Tuesday, October 11, 2005

Candles in the fireplace

Fire almost always puts me in a poetic mood.  Watching a few candles in my living room on a dark summer night, or the roar in a fireplace in winter.  Even these images of warmth and comfort as I’m drawing them up in my mind seem to wrap me in a contemplative state of mind. I wrote a poem about fire once long ago, the parts I remember of it are the same today.

When I look at a fireplace, it feels devoid of life until a roaring fire gets going.  I feel that fire is life, the embers spirit, and the transformation the end, not the means.  It’s a parallel to real life.  

Even the different types of fire are representative of life and people.

Simple white candles are nothing spectacular; yet they provide a decent and quiet light. Sometimes they spurt a little, akin to a brief uprising.  Coloured candles, especially the rebellious red ones, will spurt and spit more often than white.  Once lit, candles require very little minding to keep going, but put them in a roaring fire and they disappear!  I know people who are candles.

A wood fire is more intense, but needs a hot spot between two chunks of wood to keep going.  Two logs must face each other for the fire to burn brightly, otherwise it will quickly diminish extinguishing itself after turning the wood surface to soot.  A wood fire is always beautiful but often short lived, unless more logs are added.  Maybe two logs facing each other are a couple, or possibly friends, giving each other the warmth they both need.

Embers will keep a wood fire alive, where one log may be insufficient by itself.  Embers are hot and old.  Embers come from logs that have burned brightly.  Embers are spirits of past fire keeping one log warm and lit, maybe in times when we are alone.  Even if another log is never added, embers are hot enough to keep a soft fire going for a long time.

Fuel fires are sometimes flashy, sometimes short-lived, but so very powerful.  

Briquettes, for example, are efficient embers for cooking BBQ.  Briquettes are pre-made fast moving spirits for preparing food: food is life too!  Convenient and useful, possibly like acquaintances or people around us that we need to draw upon, briefly, once in a while.  

Gas fires have two qualities:  powerful and bright.  Heat from a gas fire is intense, stable, and comes in a beautifully intense blue hue.  The underside of the BBQ burner is so very pretty as the gas escapes from a thousand tiny holes and ignites.  Gas is multi-purpose; it can generate heat, and large amounts of it, and can blaze very brightly in a lantern.  Under proper, yet simplest care, gas fires are one’s steadfast friends.

Alcohol makes for a cooler fire, with very little energy, and very little light.  But it is easy to manage as a simple bowl or glass of alcohol can be set on fire and will burn happily within it’s confines.  Alcohol is bohemian. Its flame is cloud-like and dances in the bowl. It also cannot be trusted.

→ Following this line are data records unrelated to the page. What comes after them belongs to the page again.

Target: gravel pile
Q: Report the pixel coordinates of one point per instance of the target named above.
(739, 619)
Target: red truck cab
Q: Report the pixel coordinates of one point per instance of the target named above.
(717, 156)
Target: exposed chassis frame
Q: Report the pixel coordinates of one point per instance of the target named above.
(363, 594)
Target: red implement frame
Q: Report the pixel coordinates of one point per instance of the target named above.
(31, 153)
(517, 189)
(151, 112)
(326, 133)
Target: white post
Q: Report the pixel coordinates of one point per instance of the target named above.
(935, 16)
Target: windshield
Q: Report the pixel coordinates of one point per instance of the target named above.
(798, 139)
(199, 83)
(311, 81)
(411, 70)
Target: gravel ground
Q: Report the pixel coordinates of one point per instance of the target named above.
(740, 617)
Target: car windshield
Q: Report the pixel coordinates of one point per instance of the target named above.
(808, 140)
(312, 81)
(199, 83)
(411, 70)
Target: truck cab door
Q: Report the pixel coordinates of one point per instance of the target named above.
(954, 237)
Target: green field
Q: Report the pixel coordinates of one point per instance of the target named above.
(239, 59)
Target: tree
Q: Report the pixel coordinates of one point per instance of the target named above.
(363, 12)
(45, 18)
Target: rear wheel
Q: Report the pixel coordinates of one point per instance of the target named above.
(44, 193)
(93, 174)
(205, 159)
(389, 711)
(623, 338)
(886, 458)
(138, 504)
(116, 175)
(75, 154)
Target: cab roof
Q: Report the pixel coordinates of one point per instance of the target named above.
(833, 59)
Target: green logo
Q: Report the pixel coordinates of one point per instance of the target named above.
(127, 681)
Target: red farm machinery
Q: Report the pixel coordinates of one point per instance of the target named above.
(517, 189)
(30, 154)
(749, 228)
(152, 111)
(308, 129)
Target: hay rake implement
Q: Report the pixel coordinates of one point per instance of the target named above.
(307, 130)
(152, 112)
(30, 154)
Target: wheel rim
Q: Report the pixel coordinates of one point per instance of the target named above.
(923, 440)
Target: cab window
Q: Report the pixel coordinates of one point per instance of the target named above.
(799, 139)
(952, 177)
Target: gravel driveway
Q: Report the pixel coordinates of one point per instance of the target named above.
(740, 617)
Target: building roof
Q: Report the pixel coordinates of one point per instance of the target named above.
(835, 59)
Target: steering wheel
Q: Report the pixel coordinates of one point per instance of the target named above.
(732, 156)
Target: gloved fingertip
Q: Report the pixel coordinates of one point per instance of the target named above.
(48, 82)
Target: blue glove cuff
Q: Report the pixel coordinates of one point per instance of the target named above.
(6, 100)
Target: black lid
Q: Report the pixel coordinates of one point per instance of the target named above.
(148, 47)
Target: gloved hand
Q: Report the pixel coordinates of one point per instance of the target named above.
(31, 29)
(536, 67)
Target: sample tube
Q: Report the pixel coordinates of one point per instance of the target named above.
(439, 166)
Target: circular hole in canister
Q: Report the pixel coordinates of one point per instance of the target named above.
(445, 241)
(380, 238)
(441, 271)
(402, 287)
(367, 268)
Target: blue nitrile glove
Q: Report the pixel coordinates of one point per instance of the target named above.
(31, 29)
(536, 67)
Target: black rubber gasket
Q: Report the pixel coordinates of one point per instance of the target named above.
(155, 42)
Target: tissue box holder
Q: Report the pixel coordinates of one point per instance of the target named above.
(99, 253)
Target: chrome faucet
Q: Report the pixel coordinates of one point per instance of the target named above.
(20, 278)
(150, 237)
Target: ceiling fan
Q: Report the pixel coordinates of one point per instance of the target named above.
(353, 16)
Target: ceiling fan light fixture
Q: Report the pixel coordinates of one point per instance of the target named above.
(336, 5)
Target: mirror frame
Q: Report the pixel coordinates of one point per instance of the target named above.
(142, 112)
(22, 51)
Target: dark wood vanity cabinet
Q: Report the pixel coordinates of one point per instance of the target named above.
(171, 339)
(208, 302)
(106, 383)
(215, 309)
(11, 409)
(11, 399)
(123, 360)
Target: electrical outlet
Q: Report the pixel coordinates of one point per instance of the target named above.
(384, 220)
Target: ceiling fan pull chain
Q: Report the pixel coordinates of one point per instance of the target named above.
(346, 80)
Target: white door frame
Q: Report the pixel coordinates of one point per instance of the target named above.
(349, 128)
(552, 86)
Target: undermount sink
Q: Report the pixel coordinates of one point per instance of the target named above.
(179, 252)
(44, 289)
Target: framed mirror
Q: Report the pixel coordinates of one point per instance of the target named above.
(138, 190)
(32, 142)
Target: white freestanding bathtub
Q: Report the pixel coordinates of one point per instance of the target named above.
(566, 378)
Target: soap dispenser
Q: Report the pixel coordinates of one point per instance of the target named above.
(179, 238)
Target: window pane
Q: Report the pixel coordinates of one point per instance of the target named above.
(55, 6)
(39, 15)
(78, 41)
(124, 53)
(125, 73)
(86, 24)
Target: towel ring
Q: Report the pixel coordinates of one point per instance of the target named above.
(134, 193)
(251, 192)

Liquid fuel fires are nastiest.  They are hard to control, and require infinite care.  Some are invisible and will cause pain, heartache and terrible damage.  Some are very visible and will often cause panic.  All have proven to be useful, but they have also proven to be dangerous.  There is never anything simple about liquid fires, but they are necessary.  

These fires are also motive power for cars and aircraft, ships and trains where they are well hidden and harnessed.  Complex machinations are often required to keep them in check and useful.  Maybe liquid fires are society at large?

Liquid fuel can re-energize a waning wood fire for a very short time, yet that same fuel will utterly destroy a candle!   That’s something to think about.

My favourite fire is that which gives.  A candle lighting another gives itself yet loses nothing.  The match giving birth to that first flame is self-fulfilling when struck! The lighter gives one ready access to light and heat on a moments notice.  

Maybe lighters are our friends and parents.  They provide a little illumination when we are in the dark, guidance until we can light a candle or lantern, and that first flame to get our fires going.